“...los
sueños las más vecesson
burla de la fantasíay
ocio del alma.”(Quevedo,
Los sueños)
Era la luz de la mañana como clara de huevo. El día brumoso y húmedo me incitó a penetrar en el recinto, aparentemente acogedor, espacioso y alegremente iluminado; al abrirse las puertas a mi paso, me envolvió un vaho cálido -el aliento exhalado por la boca del monstruo al engullirme, impregnado de música y perfume, ese perfume y esa música de los centros comerciales, de todos los centros comerciales- y esa atmósfera narcotizante, evocadora de la geisha de Blade runner que machaconamente nos amonestaba: Enjoy, enjoy, enjoy…; disfruta, nada temas, este es tu refugio, disfruta y gasta, no te preocupes, gasta, gasta…, me susurraba este moderno leviatán.

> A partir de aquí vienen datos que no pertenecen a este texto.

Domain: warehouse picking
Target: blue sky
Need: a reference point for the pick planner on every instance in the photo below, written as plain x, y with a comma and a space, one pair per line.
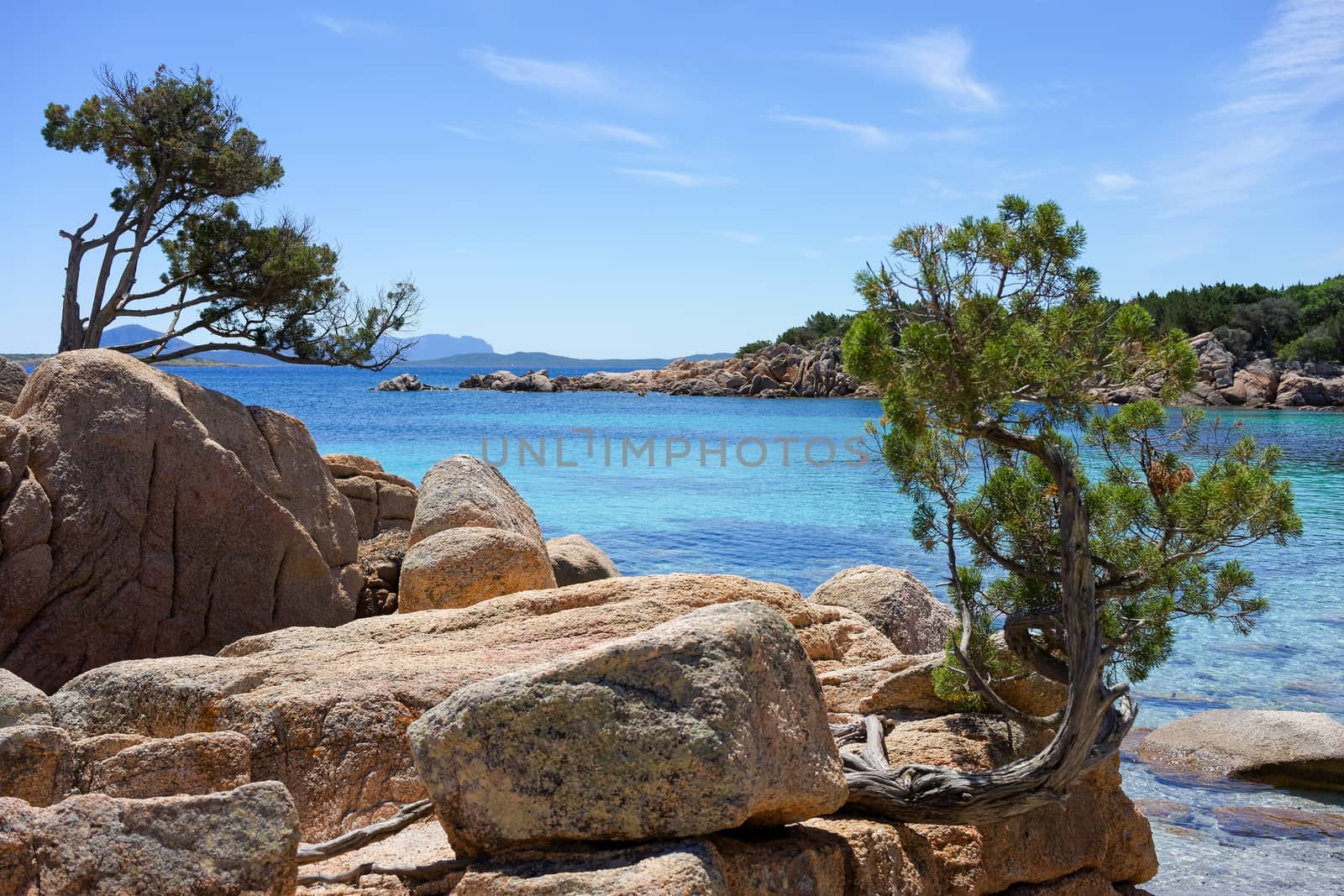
636, 179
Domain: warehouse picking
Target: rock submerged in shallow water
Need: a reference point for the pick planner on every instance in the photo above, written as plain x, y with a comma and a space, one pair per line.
407, 383
508, 382
709, 721
468, 564
898, 604
1274, 747
575, 559
241, 842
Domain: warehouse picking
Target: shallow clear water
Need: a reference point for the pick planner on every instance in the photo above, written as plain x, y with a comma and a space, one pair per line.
800, 523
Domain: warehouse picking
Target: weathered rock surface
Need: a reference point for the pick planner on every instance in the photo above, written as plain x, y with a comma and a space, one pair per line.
20, 703
327, 710
380, 500
42, 765
35, 763
1281, 748
701, 725
508, 382
197, 763
575, 559
241, 842
895, 602
1092, 839
1225, 379
381, 562
144, 516
465, 490
468, 564
13, 376
405, 383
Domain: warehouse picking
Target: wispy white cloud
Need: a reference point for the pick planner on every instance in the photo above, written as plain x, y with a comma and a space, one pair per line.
674, 177
866, 134
738, 235
941, 190
940, 60
624, 134
589, 132
569, 78
1112, 184
1292, 76
354, 26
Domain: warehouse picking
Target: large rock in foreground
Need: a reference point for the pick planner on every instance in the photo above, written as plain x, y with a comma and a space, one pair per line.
900, 605
241, 842
20, 703
465, 566
380, 500
1281, 748
13, 376
467, 490
575, 559
701, 725
1092, 842
145, 516
327, 710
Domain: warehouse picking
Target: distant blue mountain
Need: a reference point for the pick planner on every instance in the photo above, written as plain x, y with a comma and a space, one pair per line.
434, 345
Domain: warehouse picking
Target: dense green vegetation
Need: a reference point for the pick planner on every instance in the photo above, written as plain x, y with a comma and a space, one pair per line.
183, 161
817, 327
1084, 571
1301, 322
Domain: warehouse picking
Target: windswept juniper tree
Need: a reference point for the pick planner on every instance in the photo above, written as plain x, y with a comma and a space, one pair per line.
1086, 566
185, 159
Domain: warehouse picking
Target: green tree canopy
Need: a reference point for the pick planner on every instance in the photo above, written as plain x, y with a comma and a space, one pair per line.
1085, 567
185, 159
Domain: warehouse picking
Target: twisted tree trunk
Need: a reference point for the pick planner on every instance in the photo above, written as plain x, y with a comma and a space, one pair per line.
1093, 723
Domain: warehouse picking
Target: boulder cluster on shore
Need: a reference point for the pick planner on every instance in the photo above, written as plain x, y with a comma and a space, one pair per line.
793, 371
776, 371
1230, 380
232, 665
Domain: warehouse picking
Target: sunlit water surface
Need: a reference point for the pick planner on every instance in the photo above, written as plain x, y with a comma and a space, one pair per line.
800, 523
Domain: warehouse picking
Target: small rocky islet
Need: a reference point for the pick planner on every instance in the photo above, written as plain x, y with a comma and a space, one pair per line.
221, 652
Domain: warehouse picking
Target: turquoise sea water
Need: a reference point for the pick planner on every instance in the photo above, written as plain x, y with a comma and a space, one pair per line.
801, 521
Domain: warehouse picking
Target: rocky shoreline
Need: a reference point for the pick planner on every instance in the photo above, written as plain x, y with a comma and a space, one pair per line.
793, 371
777, 371
1226, 379
230, 665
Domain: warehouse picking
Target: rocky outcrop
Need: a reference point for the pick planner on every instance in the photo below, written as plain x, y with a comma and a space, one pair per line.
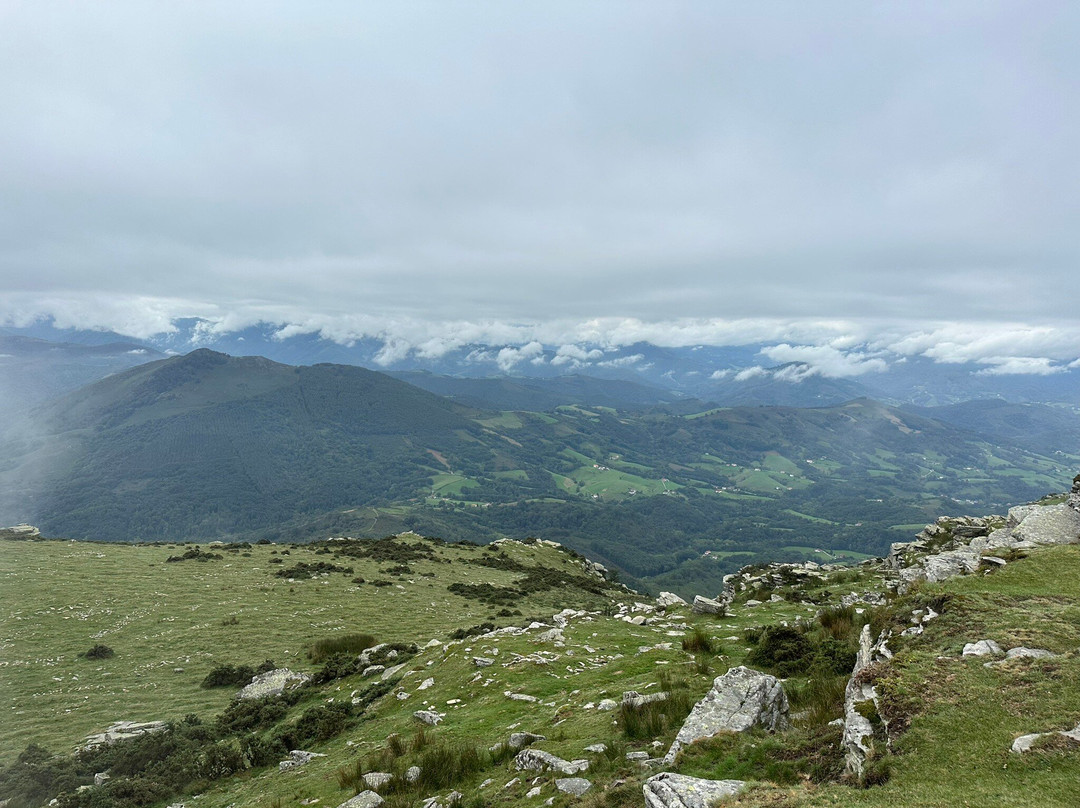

Subí mecánicamente las escaleras, quedando en la duda de si el artificio mecánico estaba en mí o en ellas, tal era ya el grado de alienación que padecía, no obstante estar recién llegado; tal la meteórica integración con el ambiente.
No percibí al instante, abducido, como estaba, por los neones y embelecos, que un niño, de unos cinco o seis años, me daba pinchazos por todo el cuerpo, hasta donde alcanzaba su modesta estatura, con una especie de alfiler, y no paraba de fastidiarme. No obedecía mis reproches y se mostraba indiferente e insensible ante mis quejas. Recurrí a la madre, que lo acompañaba, pero ésta se desentendía indolente del niño y de mis súplicas.
Había algo extraño en ella. Algo inquietante en su mirada. Me resultaba, en cierto modo, familiar y me hacía sentir una extraña atracción por ella. Al cabo me fue revelado (no sé cómo) que ella y yo fuimos amantes, lejanos amantes en la lejana adolescencia. El niño pudiera ser, tal vez, mi hijo. Claro que su tierna edad, la del niño, no encajaría -de ser mi hijo- con el tiempo en que su madre y yo nos amamos; y, en cuanto a un tiempo posterior, ningún recuerdo me unía a ella.
Intentaba encontrar una explicación racional a ese extraño dilema. Acaso, pensé, una especie de trauma me había hecho olvidar una etapa de mi vida, un paréntesis temporal en la memoria de hace cinco o seis años; eso, quizás, podría hacer encajar los hechos dentro de los parámetros espacio-temporales que rigen nuestra existencia, y, por tanto, avalar, aunque fuera con carácter putativo, el vínculo paterno-filial con el fastidioso niño y las extrañas sensaciones que sentía ante su madre.
Pero, ¿qué trauma? No paraba de darle vueltas al tema, mientras que el insidioso niño perseveraba impunemente en su tortura, aunque yo ya casi ni me enteraba, tan ensimismado en la resolución del enigma y tan ajeno a las cosas de este mundo como pudo estarlo Santo Tomás de Aquino cuando, cenando con el rey Luis de Francia, golpeó la mesa de repente, pues su cabeza andaba ocupada en desenmascarar herejes y no en el banquete; o como podía haber estado Arquímedes, cuando salió corriendo desnudo del baño, gritando “Eureka, lo encontré”, según nos refiere Robert Burton en su Anatomía de la melancolía.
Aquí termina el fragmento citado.